Proud Menang Gnudju Noongar woman and WesCEF’s Aboriginal Employment Advisor, Emma Castle, recently joined with thousands of others in walks for reconciliation, as part of Reconciliation Week.
Reconciliation WA’s Walk for Reconciliation coincided with Mabo Day on Thursday, 3 June. The walk was a public demonstration of leadership, support and solidarity with the reconciliation movement.
Reflecting on this year’s theme “More than a word. Reconciliation takes action” Emma notes that this year’s walk is the biggest that she’s ever seen.
“The whole week of events, culminating with around 3,000 people taking part in this walk, was a great time of reflection and acknowledgement of Aboriginal people, culture and community and the path towards reconciliation,” Emma said.
Emma was also fortunate enough to be one of more than 6,000 people taking part in The Long Walk, as part of the AFL’s Dreamtime Game at Optus Stadium.

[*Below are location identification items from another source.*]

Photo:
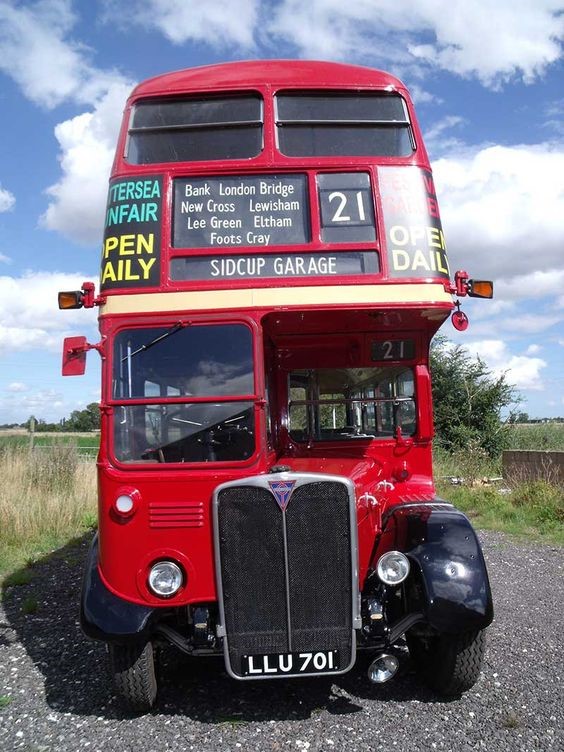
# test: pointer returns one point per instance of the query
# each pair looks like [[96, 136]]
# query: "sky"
[[487, 78]]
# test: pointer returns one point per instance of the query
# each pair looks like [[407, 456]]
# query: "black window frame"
[[200, 127], [341, 123]]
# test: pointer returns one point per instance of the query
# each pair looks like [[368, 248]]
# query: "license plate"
[[281, 664]]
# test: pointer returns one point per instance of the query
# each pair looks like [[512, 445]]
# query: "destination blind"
[[258, 210]]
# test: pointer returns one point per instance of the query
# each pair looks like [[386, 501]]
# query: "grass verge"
[[46, 499], [533, 508]]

“I have to admit, I did worry at one stage whether the Matagarup Bridge was going to be able to hold everyone who was taking part in the Long Walk! It was a truly special event to be part of and one that was filled with so much love, pride and respect,” Emma said.
The Long Walk was started by former Essendon football player, Michael Long, in 2004 as a way to elevate the voices of Aboriginal and Torres Strait Islander peoples and advocate for improved health and education outcomes for Indigenous people.

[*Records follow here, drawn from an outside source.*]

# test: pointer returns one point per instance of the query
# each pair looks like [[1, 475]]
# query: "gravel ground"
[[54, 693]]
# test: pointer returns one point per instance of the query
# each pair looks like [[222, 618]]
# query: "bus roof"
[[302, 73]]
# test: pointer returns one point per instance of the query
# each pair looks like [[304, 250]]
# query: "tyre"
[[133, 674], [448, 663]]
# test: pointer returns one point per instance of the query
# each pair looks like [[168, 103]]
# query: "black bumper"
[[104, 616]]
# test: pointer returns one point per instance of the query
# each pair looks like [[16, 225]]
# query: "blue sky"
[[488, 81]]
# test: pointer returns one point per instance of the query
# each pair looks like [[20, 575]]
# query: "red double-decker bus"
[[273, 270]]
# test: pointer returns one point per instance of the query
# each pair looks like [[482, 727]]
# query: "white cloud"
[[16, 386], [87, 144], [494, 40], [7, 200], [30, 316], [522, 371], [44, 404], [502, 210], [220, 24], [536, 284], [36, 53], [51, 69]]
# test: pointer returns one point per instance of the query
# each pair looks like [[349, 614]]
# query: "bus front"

“I have never experienced so much unity and such a real, strong sense of reconciliation amongst people from all ages and backgrounds,” Emma said.

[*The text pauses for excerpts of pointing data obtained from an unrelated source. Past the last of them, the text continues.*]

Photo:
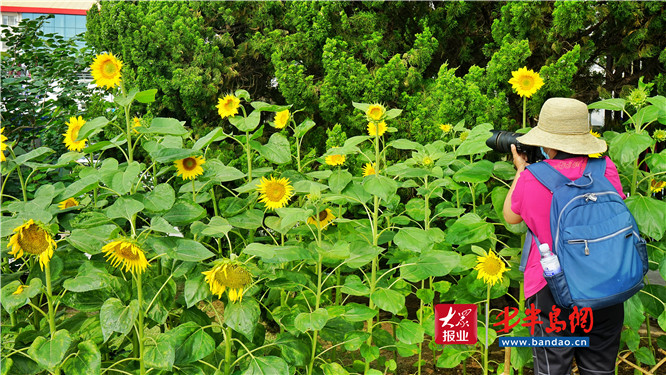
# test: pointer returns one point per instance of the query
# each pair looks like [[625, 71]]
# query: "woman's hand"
[[519, 160]]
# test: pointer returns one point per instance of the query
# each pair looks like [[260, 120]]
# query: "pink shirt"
[[531, 200]]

“Whether you were Aboriginal or non-Aboriginal, the Premier of Western Australia or a 2-year old on your Dad’s shoulders, everyone was walking together as one.”
Emma puts the large numbers and unity down to greater awareness, understanding and recognition of Aboriginal history, culture and the issues still facing many Indigenous people today.
“I definitely think there is now a greater awareness and support for reconciliation. In the past, I think people have wanted to do better but didn’t necessarily know how to. With greater awareness, people now recognise that taking part in these events and standing in solidarity with Aboriginal people will help us achieve the goal of having a just, equitable and reconciled Australia – which benefits everyone.”
As a WesCEF employee, Emma is grateful and proud of the opportunity to take part in these events and connect with her culture, family and community.
“Our whole focus at WesCEF is on building relationships and respect and creating opportunities for Aboriginal engagement and employment. For me, being able to participate in these types of events not only builds me up spiritually, it also gives me a great chance to really connect with lots of people,” Emma said.
“In my role, being able to connect with others and build strong networks and relationships allows me to identify potential candidates and put forward better strategies for employing, engaging and retaining Aboriginal people, so that we can further improve Aboriginal representation within the business.”
With NAIDOC Week coming up in July, Emma notes that there will be a number of opportunities for WesCEF employees to get out into the community to celebrate Aboriginal culture and success and connect with others across the business.
“NAIDOC Week will be a great opportunity to acknowledge our diverse, respectful and inclusive workforce and continue to build on the relationships we have with each other. I really encourage not only our Aboriginal employees, but everyone in the business to take up the opportunity to get involved.”